The spine and the mind: A potential epidemic facing desk workers

The spine and the mind: A potential epidemic facing desk workers

Posted: Tue 18th Feb 2020

With people experiencing back pain more than twice as likely to experience a mental health condition, how can employers ensure they provide the right physical and emotional support to their workforce? In this blog, Matthew Reed, founder of Equipsme, shares advice.

In 2014 Dr James Levine warned "we are sitting ourselves to death". You see his point. A sedentary lifestyle has been proven to increase the risk of diseases and chronic illness.

With 81% of the of workforce spending between four and nine hours a day sitting, it's no surprise that the CIPD recently reported joint, bone and muscle injuries including back pain as the second most common cause of workplace absenteeism. It comes second only to mental ill health.

But rather than seeing these as separate issues, there is an abundance of research to show the two are in fact intrinsically linked.

Back pain and mental health

One of the largest studies into the connections between back pain and psychological illness was published shows that those who experience back pain are more than twice as likely to experience a mental health condition.

It's a chicken and egg situation: Just as back pain can lead to mental illness, such as depression, research also shows that depression can cause, or worsen pain.

If we consider the effects of back pain; restricting movement, preventing sufferers from being physically and socially active and, in chronic cases, impacting sleep and diet, the toll on emotional wellbeing is unsurprising.

However, mental illness such as depression has also been shown to cause changes in the brain affecting many of the body's central systems. For example, impacting brain messages such as serotonin and reducing a person's pain threshold.

In addition, some medication prescribed to help deal with chronic back pain can induce psychological side effects, including depression and anxiety.

With back pain and mental ill health often slow to diagnose, how can employers support staff who are suffering, and reduce the chances of these problems from occurring in the first place?

Wellbeing at work: The employee's view

Wellbeing at work is a hot topic right now, and when it comes to issues such as chronic back pain or poor mental health, free fruit baskets and lunchtime meditation sessions aren't going to cut the mustard.

As an employer, you have a duty to make reasonable adjustments to accommodate an employee with a disability. And make no mistake, lower back pain, while often not indicative of a serious disease, can be just a debilitating.

But who's to say what's reasonable? A quick look at online forums show the differing views of employees versus employers.

There are frequent reports of employees feeling they are not being taken seriously when off sick due to back pain.

Many feel judged for carrying out basic day-to-day tasks at home and guilty for living their life despite not working. It's an internal dilemma that in itself can contribute to anxiety and depression.

Often, guilt is a result of an employer's lack of flexibility, taking the stance that if someone is not physically able to come into work, they should not be able to work from home either.

As an employer, absenteeism due to back pain and mental ill health can be a big strain financially. The balance of being sympathetic while also ensuring business continues to operate is the sweet spot we are seeking.

So what strategies can companies take to improve wellbeing and in turn reduce absenteeism due to these conditions?

Supporting staff the right way

The trick is to look at these situations holistically.

Physical and mental health is interrelated and distress in one can cause distress in the other. Therefore an integrative and collaborative approach is required to treat the back pain and mental ill health associated with back pain.

If back pain becomes a reason for absenteeism, look for ways of supporting your employee by offering flexibility in work routine or showing reasonable adjustment to the working environment.

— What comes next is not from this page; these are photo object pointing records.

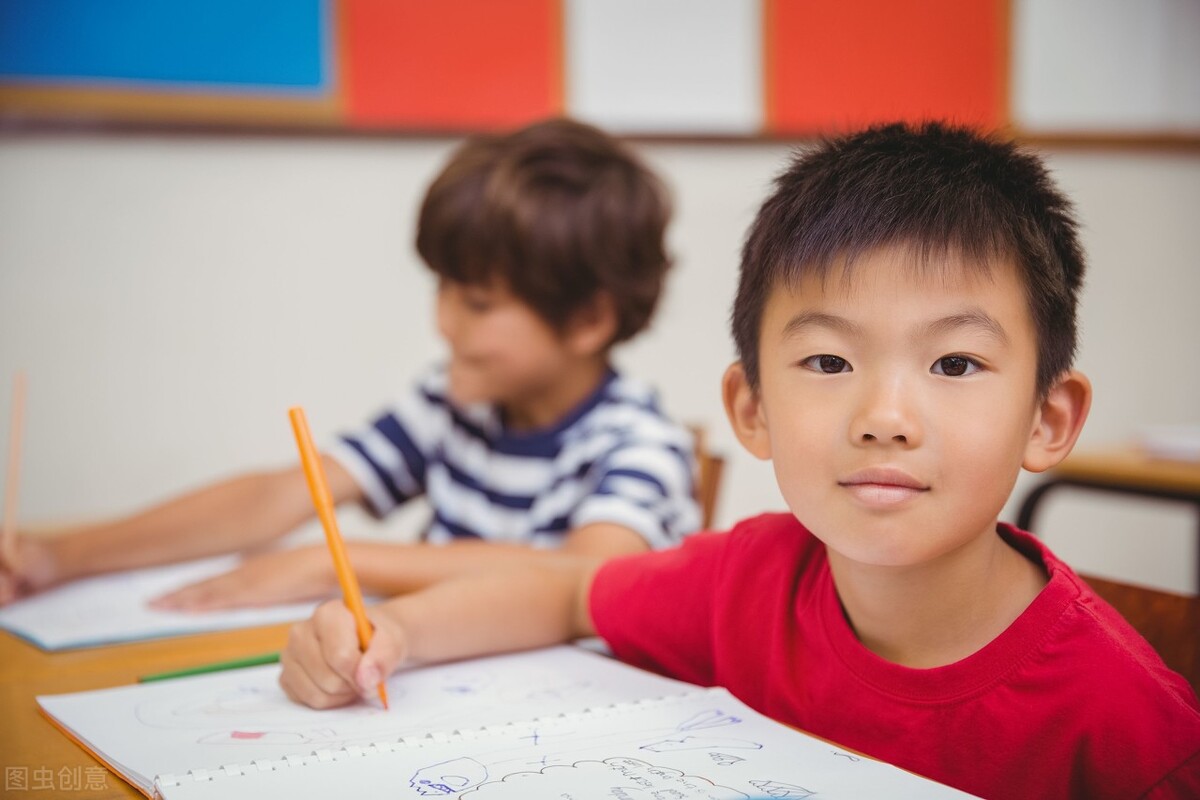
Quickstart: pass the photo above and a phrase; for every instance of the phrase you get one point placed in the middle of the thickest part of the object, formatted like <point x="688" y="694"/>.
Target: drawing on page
<point x="713" y="719"/>
<point x="781" y="791"/>
<point x="725" y="759"/>
<point x="265" y="705"/>
<point x="323" y="737"/>
<point x="448" y="777"/>
<point x="611" y="779"/>
<point x="700" y="743"/>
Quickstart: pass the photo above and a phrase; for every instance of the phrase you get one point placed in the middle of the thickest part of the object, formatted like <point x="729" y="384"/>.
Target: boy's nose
<point x="887" y="415"/>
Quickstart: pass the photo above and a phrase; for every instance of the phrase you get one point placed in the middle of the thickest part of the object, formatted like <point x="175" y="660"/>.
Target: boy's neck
<point x="546" y="405"/>
<point x="936" y="614"/>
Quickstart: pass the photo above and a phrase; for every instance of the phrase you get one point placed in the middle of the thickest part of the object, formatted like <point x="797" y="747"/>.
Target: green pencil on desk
<point x="220" y="666"/>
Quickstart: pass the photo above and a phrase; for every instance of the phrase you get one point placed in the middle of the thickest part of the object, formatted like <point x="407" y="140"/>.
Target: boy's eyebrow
<point x="819" y="319"/>
<point x="973" y="318"/>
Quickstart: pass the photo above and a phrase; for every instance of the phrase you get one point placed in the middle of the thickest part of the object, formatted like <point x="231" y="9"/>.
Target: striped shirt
<point x="615" y="458"/>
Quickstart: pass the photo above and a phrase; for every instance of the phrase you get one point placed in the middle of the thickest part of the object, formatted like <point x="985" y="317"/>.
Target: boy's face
<point x="899" y="405"/>
<point x="501" y="350"/>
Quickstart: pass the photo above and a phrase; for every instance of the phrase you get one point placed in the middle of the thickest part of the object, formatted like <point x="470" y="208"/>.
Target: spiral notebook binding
<point x="348" y="752"/>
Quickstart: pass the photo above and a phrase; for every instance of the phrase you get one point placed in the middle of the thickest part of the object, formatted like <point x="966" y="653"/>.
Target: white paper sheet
<point x="114" y="608"/>
<point x="701" y="746"/>
<point x="240" y="716"/>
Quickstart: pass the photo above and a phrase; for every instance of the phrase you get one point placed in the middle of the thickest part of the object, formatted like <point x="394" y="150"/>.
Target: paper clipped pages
<point x="240" y="716"/>
<point x="705" y="745"/>
<point x="114" y="607"/>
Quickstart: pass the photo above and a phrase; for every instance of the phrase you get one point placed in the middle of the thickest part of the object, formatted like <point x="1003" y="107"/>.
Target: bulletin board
<point x="652" y="67"/>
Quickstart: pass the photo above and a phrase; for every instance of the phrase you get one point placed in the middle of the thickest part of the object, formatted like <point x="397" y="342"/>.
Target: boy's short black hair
<point x="935" y="190"/>
<point x="558" y="211"/>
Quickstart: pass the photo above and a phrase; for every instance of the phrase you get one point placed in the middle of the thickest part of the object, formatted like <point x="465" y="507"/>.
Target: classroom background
<point x="207" y="210"/>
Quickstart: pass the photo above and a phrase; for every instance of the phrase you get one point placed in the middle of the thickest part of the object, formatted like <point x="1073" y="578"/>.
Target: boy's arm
<point x="541" y="605"/>
<point x="222" y="517"/>
<point x="387" y="569"/>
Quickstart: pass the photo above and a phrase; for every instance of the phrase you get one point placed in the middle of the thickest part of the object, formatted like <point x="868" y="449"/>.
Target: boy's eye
<point x="827" y="364"/>
<point x="954" y="366"/>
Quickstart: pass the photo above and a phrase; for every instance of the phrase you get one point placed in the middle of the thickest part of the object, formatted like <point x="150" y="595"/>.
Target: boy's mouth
<point x="882" y="486"/>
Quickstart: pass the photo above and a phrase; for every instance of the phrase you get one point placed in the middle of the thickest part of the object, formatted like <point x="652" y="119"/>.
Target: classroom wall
<point x="169" y="296"/>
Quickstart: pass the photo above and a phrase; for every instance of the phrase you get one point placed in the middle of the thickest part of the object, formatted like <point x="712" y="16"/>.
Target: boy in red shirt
<point x="906" y="325"/>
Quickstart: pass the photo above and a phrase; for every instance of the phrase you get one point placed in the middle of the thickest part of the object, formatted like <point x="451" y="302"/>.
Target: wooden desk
<point x="52" y="764"/>
<point x="1123" y="470"/>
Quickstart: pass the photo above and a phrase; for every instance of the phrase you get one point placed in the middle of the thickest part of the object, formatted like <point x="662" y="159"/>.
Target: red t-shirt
<point x="1068" y="702"/>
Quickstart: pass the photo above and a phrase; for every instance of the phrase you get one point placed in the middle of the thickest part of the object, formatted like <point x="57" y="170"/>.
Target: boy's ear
<point x="744" y="409"/>
<point x="1059" y="421"/>
<point x="593" y="325"/>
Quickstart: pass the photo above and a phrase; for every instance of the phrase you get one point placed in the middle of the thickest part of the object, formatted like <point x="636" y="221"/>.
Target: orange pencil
<point x="12" y="482"/>
<point x="324" y="504"/>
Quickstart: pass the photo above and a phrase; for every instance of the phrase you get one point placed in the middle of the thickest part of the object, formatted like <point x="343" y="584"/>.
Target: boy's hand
<point x="323" y="667"/>
<point x="34" y="567"/>
<point x="283" y="577"/>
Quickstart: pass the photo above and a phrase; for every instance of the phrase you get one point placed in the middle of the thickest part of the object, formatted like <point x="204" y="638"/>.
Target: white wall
<point x="171" y="296"/>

If the employee in question has a good record of attendance and is generally a reliable worker, making minor adjustments or offering flexibility in routine or environment could be all that's needed.

The gesture of offering general health checks and occupational support has also been shown to improve levels of absenteeism.

Employees feel more cared for and valued. This is backed up by a study published by Occupational Medicine looking at returning to work with chronic pain.

The results indicate that clear and regular communication is key. Employees wanted to feel their employer showed genuine concern, instead of merely asking how they were as a platitude.

Preventing the problem

In the case of both back pain and mental ill health, a GP will often encourage people to be more active as a starting point.

Encouraging staff to be more active throughout the day could be a good way to prevent problems from occurring in the first place.

Companies have reported significant benefits of implementing walking/standing meetings or creating walking clubs.

You could also consider more flexibility with working hours to allow employees to exercise during their lunch break. All simple and affordable strategies.

However, if you're considering introducing standing desks as a way to improve your staff's spinal health, hold fire. While investment in ergonomic workstations is a growing trend, there are conflicting reports on the benefits. Sitting all day is obviously bad for you but so, allege some sources, is standing.

So is this really an epidemic we're facing? Well, the jury's still out.

But one thing's for sure: back pain and mental ill health are on the rise and taking steps to support your staff properly is critical if you want to keep your company running smoothly.

Whilst office yoga and free fruit Fridays might seem a temptingly simple solution, focusing your company's wellbeing programme on good people management and a decent occupational health programme is a much more effective.